Govinda
Govinda

Reputation: 73

Sparksql to select certain records against 3 tables

I have 3 tables and need to fetch the records as below

Table_A,
Table_B,
Table_C

Select only Table_A records which are common in Table_B & Table_C and ignore which are not common in both Table_B & Table_C finally results would be no duplicates.

Approach 1 Tried: inner join Table_A with Table_B and again separate inner join Table_A with Table_C finally did union.

Ab = Table_A.join(Table_B,Table_A["id"] == Table_B["id"], "inner").select(common columns)

Ac = Table_A.join(Table_C,Table_A["id"] == Table_C["id"], "inner").select(common columns)

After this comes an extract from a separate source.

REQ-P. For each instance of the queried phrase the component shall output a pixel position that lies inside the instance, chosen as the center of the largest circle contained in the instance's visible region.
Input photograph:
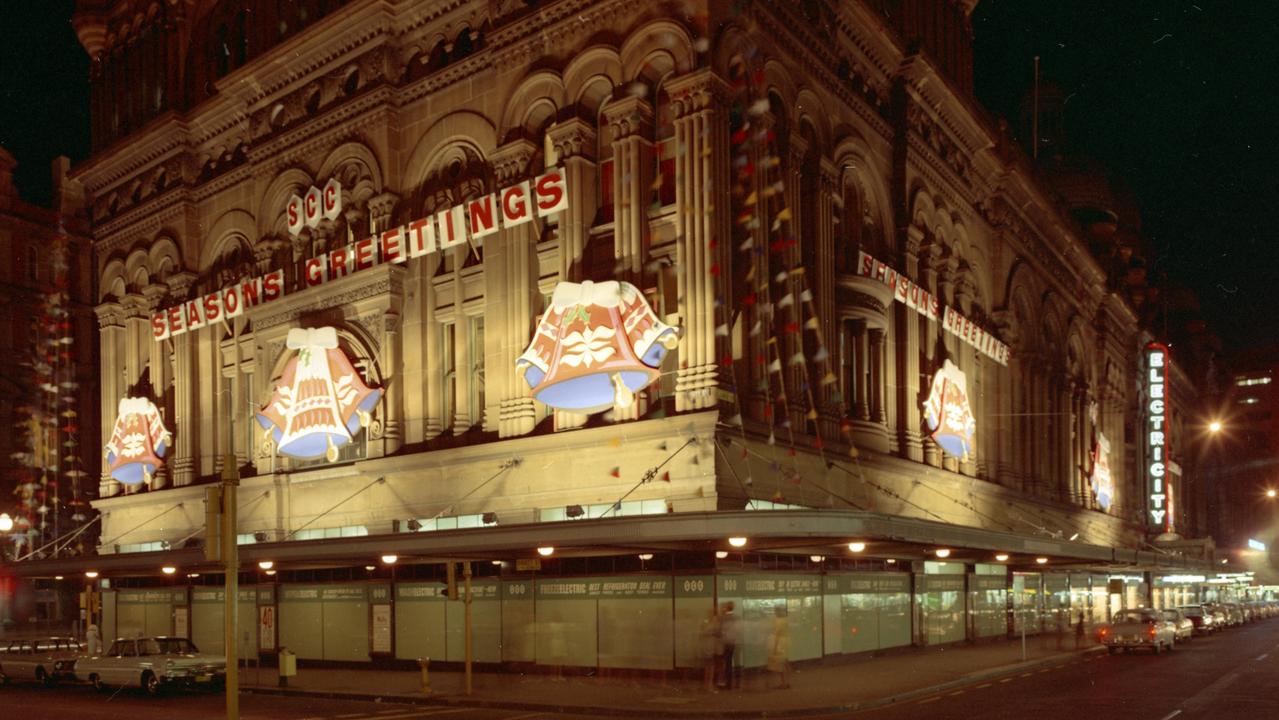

result = Ab.union(Ac) <<Got more duplicates>>
result = result,dropDuplicates(["id"]) 

But still I got the duplicates.

Approach 2 Tried with SparkSql:

Table_A 
left outer 
Table_B
on A.id = B.id 
left outer Table_C 
on A.id = c.id

In this Approach, no duplicates but more records than Table_A also the uncommon records.

Any suggestion and best approach would be apprciated

Upvotes: 1

Views: 55

Answers (1)

GMB
GMB

Reputation: 222622

In Spark SQL, I would recommend exists:

select a.*
from table_a a
where exists (select 1 from table_b b on b.id = a.id)
  and exists (select 1 from table_c c on c.id = a.id)

This does the filtering you want, and will not duplicate records of table_a in the resuletset, even if there are multiple matches in table_b or table_c.

Upvotes: 2

Related Questions